Outra dificuldade enfrentada pelas rappers, de acordo com a jovem, se dá pelo fato do acúmulo de funções e responsabilidades das mulheres na socidade atual. Algumas são mães, outras trabalham e estudam para se sustentar, fazendo com que a dedicação ao rap não seja prioridade.

“É muito difícil, porque tem mulheres que são mães, outras trabalham e estudam, então não conseguimos um momento tão democrático para abranger todas”, explicou.

Apesar da plateia que assiste as batalhas ser generosa, o mesmo não acontece com a participação das rappers. A “Batalha das Minas” existe desde 2017, porém, em alguns dos encontros, menos de quatro mulheres que disputam a competição de rimas participam do evento.

Campeonatos de Slam

Pacha Ana já representou o Estado duas vezes no “Slam BR – Campeonato Brasileiro de Poesia Falada” e chegou a final em uma das competições, ocupando o quarto lugar da competição, que teve sua etapa mundial em Paris, na França.

O slam é um campeonato de poesia, em que os participantes possuem até três minutos para apresentarem uma performance de poesia de autoria própria, sem adereços ou acompanhamento musical.

O texto pode ser escrito previamente, mas também pode ser improvisado.

O slam foi criado nos anos 1980 em Chicago, nos Estados Unidos, ao mesmo tempo em que  a cultura hip hop tomava forma, mas só chegou ao Brasil mais tarde, nos anos 2000.

Videoclipe

Pacha Ana também lançou um clipe “Omo Oyá”, que no idioma yorubá significa “filha de Iansã”, uma homenagem ao orixá dela, que tem o Candomblé como religião.

A produção foi concretizada com baixo orçamento e graças a parcerias firmadas pela rapper.

“Não sei nem falar em valores, porque foram parcerias. Uma pessoas cedeu o equipamento, outra fez a direção, fomos conseguindo dinheiro aos pouquinhos para comprar cenário e foram gastos mínimos, compramos apenas flores, velas e retalhos de pano”, contou.
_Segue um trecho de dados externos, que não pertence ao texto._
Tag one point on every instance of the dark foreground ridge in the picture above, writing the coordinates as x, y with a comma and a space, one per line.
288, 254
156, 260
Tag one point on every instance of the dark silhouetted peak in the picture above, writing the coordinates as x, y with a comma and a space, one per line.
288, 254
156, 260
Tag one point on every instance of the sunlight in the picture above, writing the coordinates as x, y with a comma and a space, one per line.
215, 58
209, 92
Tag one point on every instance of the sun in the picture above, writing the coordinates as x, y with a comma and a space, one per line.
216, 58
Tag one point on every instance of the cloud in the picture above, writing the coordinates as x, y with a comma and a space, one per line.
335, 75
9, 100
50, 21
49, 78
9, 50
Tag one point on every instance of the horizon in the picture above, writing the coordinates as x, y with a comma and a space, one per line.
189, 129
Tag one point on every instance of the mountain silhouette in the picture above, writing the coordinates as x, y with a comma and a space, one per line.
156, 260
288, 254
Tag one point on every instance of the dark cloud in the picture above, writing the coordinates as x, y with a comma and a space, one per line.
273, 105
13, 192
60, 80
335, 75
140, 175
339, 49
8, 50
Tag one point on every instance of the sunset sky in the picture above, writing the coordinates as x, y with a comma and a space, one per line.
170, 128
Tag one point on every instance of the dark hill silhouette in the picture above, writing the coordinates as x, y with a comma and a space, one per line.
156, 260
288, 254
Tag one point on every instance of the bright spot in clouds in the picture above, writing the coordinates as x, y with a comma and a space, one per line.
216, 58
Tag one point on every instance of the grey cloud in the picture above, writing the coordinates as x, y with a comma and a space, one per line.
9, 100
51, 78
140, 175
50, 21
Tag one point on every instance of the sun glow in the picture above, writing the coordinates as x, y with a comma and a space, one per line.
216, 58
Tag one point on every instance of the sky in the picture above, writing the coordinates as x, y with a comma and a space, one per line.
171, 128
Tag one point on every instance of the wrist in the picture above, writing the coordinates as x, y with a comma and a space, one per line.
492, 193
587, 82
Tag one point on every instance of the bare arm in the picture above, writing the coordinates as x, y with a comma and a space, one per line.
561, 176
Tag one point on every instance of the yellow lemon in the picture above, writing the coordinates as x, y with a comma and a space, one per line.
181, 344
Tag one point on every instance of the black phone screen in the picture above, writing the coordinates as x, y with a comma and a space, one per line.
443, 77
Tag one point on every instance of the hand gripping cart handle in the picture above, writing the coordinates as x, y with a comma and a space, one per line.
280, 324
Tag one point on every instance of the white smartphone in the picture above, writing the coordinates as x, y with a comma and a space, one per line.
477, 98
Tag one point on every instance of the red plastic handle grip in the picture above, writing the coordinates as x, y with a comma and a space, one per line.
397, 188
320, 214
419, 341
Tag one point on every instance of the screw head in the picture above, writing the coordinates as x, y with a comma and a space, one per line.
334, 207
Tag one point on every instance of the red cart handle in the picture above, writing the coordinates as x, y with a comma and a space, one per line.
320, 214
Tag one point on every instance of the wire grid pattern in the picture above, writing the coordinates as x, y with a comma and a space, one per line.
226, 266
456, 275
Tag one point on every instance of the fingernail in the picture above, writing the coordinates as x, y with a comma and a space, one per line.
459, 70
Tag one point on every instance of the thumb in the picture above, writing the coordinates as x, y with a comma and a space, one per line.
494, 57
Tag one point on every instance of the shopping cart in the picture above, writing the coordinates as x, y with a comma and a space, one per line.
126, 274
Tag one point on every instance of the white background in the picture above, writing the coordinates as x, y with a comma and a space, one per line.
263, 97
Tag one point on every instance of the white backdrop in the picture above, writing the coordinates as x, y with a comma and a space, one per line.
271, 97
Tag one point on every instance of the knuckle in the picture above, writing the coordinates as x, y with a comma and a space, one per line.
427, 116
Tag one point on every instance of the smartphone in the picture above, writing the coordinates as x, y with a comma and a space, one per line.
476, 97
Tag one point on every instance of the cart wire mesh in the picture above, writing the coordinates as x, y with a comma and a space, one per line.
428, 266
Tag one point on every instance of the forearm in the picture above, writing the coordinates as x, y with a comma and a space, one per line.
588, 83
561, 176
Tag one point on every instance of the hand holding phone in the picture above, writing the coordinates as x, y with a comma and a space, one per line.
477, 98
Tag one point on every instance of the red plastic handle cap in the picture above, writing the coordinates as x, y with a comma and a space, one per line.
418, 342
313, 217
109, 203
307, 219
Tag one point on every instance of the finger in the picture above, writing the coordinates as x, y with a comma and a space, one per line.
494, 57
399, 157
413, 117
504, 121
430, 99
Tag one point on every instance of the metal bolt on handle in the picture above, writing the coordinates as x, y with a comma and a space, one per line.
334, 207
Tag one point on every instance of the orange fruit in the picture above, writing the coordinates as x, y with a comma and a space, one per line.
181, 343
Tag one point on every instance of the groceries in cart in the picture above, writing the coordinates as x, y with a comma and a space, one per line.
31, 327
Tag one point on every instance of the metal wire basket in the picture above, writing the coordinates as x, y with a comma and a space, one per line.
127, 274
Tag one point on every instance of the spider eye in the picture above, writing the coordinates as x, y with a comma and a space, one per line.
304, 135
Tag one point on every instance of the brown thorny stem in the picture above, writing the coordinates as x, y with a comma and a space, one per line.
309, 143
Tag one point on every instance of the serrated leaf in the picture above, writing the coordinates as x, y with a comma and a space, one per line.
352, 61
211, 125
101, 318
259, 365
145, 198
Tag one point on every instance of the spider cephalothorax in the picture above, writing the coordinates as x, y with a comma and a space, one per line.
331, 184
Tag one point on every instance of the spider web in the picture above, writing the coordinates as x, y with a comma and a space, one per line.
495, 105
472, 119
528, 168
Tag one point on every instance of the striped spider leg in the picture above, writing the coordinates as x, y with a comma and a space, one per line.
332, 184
O álbum foi produzido por Eazy CDA, renomado no cenário do rap em Belo Horizonte.

Veja o videoclipe de Pacha Ana:

Machismo “velado”

  Como outras mulheres que participam da “Batalha das Minas” e sonham com a visibilidade no movimento do rap em Cuiabá, a rapper Roberta Beatriz da Silva Wenceslau, de 20 anos, dá o primeiros passos no cenário. Conhecida como “RB8”, a jovem lançou um clipe no dia 8 de março.
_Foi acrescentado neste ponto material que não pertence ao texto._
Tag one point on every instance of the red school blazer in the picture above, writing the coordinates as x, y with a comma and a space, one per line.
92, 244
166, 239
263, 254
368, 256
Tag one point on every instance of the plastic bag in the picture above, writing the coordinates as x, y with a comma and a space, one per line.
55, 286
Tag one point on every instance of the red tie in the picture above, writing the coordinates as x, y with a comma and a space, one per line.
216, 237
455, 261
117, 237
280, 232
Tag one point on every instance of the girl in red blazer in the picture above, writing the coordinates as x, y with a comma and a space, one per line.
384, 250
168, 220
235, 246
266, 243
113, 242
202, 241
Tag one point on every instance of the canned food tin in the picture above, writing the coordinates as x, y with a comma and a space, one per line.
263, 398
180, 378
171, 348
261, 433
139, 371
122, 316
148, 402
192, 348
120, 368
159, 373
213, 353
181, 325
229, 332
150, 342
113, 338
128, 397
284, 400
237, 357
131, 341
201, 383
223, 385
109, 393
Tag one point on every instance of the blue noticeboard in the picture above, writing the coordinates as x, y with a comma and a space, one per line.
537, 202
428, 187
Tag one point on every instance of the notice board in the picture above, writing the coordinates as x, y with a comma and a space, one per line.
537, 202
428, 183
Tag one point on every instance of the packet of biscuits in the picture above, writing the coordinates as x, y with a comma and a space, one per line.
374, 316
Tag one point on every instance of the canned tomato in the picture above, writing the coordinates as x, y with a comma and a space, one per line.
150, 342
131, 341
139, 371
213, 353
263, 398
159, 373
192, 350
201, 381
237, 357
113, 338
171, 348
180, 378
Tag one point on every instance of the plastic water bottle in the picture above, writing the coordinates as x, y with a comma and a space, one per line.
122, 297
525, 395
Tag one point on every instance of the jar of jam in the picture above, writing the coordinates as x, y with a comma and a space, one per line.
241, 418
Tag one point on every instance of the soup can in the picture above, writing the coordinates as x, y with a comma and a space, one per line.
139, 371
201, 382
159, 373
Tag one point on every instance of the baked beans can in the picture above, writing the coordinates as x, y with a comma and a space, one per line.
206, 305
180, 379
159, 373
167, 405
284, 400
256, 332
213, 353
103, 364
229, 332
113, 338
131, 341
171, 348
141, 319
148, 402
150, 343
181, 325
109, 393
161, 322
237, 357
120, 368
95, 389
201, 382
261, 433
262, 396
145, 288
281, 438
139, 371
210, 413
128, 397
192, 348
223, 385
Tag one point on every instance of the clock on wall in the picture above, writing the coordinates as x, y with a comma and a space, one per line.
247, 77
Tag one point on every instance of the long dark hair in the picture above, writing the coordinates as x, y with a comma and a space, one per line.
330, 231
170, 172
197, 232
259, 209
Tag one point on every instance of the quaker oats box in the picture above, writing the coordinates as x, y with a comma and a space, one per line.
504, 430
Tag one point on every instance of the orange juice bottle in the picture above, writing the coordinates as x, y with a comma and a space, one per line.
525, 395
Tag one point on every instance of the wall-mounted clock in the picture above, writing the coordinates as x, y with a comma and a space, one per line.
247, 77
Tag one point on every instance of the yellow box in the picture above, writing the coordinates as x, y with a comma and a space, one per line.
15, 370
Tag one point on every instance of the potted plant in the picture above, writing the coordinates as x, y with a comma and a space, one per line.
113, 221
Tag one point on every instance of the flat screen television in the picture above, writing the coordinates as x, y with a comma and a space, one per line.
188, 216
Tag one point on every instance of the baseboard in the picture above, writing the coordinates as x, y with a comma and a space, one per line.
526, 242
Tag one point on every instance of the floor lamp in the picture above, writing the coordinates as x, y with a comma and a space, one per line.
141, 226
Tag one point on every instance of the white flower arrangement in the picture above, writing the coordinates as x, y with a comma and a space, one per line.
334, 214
A rapper contou que o machismo contra as mulheres rapper é “velado” e se lembrou de uma das vezes em que uma dupla de MCs duvidou da capacidade dela em uma das batalhas de rima que participou.

“Em rodas de freestyle, já fui desacreditada por MCs que estavam na mesma dupla que eu, rimando contra outra dupla. Foi a sensação mais esquisita e bizarra que senti na vida. O machismo é muito velado na cena, mas vai se mostrando aos poucos. Primeiro, do que eu ouço das pessoas. Depois, como elas vão se mostrando e se comportando. E em situações de batalha acontece, mas sai despercebido pelo conceito de ‘ataque’, ‘sangue’, toda a construção do freestyle ou ‘estilo livre” de se rimar'”, explica.

Roberta começou a participar de batalhas de rap em 2015

A história de RB8 com o rap começou quando ela tinha apenas oito anos e ouvia as músicas no carro com o irmão. Na época, costumava ficava impressionada com as batidas e letras que retratavam a realidade de um grupo de pessoas.

“Ouvia no carro com meu irmão, quando tinha 8 anos, sobre a realidade cruel que Brown vivia, sem entender muito daquela vivência, só absorvendo as letras pesadas e a batida inconfundível. Até então ouvia nos bairros, nas ‘quebradas’, com pessoas que conhecia”, lembra.

O primeiro contato de Roberta com batalhas de rap e a modalidade freestyle aconteceu em 2015, na “Batalha da Alencastro”, competição de rimas que também acontece na Praça Alencastro, em Cuiabá.

Foi quando ela percebeu a necessidade de mais mulheres serem inseridas no movimento do rap de Mato Grosso.

“Percebi que os espaços eram marjoritariamente masculinos. Pensei ‘por que não?’ e comecei a batalhar. Treinava com amigas próximas na época e fui ‘botando a cara’ nas batalhas onde só tinham meninos”, lembra.

A rapper, que também participou de batalhas em Campo Grande, contou que os movimentos sociais a permitiram entender as realidades retratadas no rap, assim como a história do movimento e sua importância.

“Quero fazer música para fortalecer mulheres, alertá-las sobre os abusos com base nos que vivenciei. Não foco em um assunto só, ainda estou percebendo esse processo de composição dia após dia”, conta.